Portraits from a town

Some people would draw it but I choose words for my pictures. You know the place, you’ve passed through on your way to somewhere else. You didn’t stop and if you did it was just to buy some food  before you drove on. It was nondescript, home to no one you know. You can’t even remember its name. It wasn’t big, it wasn’t small, it was just a town.

He sits outside the house in his car for longer than he should. He loves this car. Its like him, well built, smooth running, up a gear. If he were a car, this is the car he would be.

Outside of the car, inside of the house, is his life. The children don’t fit in the car. She had said it wouldn’t be a problem. Now it’s a problem. Everything is a problem.

He hadn’t thought it would be like this. He had always thought they were together, a unit, as one. It never occurred to him that they just met in the middle occasionally and then went back to their separate lives afterwards. It had been this way forever, when they were dating, when they lived together. They moved in the same circle, different circles, they met in the middle and moved away again as they chose.

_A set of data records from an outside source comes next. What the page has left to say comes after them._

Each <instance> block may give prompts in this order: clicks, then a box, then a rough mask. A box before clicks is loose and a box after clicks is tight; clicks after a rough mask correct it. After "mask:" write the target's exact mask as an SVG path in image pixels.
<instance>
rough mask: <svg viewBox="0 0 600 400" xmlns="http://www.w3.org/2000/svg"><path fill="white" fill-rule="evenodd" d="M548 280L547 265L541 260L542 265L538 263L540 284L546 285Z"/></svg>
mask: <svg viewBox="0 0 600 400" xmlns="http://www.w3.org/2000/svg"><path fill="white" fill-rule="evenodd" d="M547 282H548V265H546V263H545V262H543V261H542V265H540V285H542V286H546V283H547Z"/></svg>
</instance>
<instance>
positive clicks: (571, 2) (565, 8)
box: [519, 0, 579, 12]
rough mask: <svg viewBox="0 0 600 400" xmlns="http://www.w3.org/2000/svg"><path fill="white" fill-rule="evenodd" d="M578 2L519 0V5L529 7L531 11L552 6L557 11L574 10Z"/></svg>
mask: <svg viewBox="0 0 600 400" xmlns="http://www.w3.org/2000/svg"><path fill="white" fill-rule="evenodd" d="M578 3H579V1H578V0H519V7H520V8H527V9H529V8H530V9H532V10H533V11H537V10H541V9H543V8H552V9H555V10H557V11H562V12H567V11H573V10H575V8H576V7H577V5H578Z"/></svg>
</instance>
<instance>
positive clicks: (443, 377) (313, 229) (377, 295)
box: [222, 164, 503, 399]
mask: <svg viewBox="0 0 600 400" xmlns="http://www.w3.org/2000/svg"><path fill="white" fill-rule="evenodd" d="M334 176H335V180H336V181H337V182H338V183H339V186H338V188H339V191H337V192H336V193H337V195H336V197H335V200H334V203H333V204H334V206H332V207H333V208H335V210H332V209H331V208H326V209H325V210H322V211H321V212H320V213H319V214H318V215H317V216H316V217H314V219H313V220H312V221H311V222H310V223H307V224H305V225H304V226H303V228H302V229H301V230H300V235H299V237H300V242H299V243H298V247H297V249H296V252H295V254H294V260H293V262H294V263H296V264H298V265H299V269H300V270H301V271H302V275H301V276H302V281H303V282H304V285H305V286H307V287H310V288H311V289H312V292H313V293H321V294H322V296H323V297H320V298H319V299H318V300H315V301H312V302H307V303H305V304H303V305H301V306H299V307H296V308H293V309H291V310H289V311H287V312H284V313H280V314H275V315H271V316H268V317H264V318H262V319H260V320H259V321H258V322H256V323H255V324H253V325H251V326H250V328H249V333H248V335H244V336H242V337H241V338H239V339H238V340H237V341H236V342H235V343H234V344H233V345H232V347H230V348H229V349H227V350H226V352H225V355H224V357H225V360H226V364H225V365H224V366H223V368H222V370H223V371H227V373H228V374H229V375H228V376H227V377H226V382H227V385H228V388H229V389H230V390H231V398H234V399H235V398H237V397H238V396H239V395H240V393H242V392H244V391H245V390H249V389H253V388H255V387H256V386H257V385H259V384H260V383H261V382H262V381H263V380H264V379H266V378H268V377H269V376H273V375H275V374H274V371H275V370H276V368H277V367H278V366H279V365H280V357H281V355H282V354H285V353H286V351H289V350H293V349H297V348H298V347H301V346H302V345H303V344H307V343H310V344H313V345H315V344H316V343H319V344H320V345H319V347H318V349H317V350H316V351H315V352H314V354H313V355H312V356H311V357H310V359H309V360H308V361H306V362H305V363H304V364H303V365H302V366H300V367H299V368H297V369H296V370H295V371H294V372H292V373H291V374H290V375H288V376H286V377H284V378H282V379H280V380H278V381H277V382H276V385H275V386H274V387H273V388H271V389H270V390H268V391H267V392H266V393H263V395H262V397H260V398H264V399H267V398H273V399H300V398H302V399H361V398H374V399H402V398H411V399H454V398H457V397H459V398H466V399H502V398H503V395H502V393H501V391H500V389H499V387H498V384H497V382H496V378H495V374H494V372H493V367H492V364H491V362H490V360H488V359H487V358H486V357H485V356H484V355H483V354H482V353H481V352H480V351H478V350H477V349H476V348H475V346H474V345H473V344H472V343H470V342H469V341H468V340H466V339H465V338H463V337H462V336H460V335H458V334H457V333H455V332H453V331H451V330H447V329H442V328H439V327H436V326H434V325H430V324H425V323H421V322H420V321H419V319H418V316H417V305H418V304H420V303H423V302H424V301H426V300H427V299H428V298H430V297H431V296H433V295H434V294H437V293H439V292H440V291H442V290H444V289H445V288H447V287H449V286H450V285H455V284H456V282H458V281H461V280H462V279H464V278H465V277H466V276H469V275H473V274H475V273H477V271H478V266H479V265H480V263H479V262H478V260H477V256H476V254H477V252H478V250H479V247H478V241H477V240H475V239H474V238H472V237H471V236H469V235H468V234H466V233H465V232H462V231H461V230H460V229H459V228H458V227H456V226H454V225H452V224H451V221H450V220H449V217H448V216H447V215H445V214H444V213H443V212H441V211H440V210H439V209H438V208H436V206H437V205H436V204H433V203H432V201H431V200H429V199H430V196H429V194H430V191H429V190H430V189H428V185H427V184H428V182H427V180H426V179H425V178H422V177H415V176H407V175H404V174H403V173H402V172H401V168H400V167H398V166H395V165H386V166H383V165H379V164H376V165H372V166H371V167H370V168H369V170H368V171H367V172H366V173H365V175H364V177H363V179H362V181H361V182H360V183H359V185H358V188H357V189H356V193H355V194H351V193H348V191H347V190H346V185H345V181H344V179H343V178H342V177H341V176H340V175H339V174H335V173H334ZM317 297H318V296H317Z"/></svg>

And now, now he realised, that wasn’t a relationship at all. Worse. She had become anchored to one spot. Immovable. She was tied to that house and the life inside it. And her life, her circle of movement had shrunk, until she was just standing still looking around her. His circle had remained the same, maybe even gotten bigger. Except now, now she was demanding he shrink it. Demanding she have some of his circle, demanding that she should be able to move. The kids weren’t his fault. The kids were nice to have but shouldn’t restrict who he was. It had changed her, not him.

It was all reflected in their cars, hers full of car seats and wrappers and debris from toddler parties, his sleek and smooth and clean. She was chained to chaos, chained to a single spot and mayhem existed around her and somehow emanated out from her, like it was her super power. She reached out to settle it, but she couldn’t, didn’t want to. The house, their beautiful house, so shiny, so new, with its shades of beige and grey, so well put together, but always untidy, messy, unkempt. There weren’t enough words. He strode through the disorder like a titan, never looking down. He tried not to see it but there were squeaky toys on the couch. He could never find the remote. The place smelled of milk and pooh and powder.  

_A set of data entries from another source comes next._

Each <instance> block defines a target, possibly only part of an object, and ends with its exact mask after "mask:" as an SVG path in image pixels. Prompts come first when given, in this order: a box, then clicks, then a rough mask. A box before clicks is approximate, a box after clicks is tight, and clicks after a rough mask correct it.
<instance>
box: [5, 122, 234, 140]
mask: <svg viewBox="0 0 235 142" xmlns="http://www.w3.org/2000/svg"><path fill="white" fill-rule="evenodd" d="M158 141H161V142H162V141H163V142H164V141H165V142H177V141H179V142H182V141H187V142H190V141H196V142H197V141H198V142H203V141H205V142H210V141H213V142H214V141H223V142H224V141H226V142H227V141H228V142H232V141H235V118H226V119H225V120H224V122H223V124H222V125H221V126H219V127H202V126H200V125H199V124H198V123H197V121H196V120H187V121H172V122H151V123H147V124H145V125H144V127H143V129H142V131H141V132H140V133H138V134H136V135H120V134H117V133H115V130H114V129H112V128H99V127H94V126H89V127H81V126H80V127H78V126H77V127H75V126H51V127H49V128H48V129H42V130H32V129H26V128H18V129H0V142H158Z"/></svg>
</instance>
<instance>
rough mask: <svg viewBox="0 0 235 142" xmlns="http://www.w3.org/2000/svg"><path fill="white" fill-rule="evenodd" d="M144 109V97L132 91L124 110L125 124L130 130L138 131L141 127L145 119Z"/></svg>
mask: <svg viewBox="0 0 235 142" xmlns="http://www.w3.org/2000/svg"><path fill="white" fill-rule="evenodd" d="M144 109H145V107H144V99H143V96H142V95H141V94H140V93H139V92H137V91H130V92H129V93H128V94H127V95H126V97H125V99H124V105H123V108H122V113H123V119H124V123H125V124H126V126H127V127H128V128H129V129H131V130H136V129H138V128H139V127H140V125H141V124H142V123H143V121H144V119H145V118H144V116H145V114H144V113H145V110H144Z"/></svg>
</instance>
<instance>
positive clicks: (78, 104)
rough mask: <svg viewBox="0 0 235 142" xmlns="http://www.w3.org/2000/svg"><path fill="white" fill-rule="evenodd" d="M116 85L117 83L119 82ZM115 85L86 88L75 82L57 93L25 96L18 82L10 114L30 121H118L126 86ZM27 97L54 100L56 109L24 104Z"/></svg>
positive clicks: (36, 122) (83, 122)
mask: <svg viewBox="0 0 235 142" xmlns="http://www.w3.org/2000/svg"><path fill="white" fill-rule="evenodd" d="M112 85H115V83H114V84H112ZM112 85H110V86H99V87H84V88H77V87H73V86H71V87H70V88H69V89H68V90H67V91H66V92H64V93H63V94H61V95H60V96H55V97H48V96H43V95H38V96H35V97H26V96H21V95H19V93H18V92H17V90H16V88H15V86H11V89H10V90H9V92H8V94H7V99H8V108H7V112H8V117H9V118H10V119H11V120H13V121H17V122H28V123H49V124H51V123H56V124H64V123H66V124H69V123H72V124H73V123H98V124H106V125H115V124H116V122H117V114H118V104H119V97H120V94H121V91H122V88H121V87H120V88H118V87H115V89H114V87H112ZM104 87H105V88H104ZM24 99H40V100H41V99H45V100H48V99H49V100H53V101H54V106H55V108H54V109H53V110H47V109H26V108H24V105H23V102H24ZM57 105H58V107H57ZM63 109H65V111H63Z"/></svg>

Then, now, there was Friday. It was a girls night out, one of the few times she would leave the house without them attached. The in-laws were coming, thank goodness, the in-laws were coming. But she wanted to take his car. It was like she hadn’t looked in the mirror lately. It wasn’t right that she should be seen in his car. In his head, there were two lives and they should be kept apart. There was the one that happened in the messy car and then there was this sleek, lithe machine. The former was her but this was him. He hadn’t changed, he had managed to carry on as before. He was aghast at how anchored she had become, how stuck. This car was not built for people who were anchored. This car was built for freedom.

He wasn’t sure what he’d ever seen in her. She had become an alien species, glued to that house. Riveted to that spot. That child, one or the other of them endlessly attached at the hip. He was faking it. He spent every spare minute watching porn or sitting in this car. This sleek clean vehicle. The world around him changed. He sat still in his nice shiny car. There is no way she could use this car.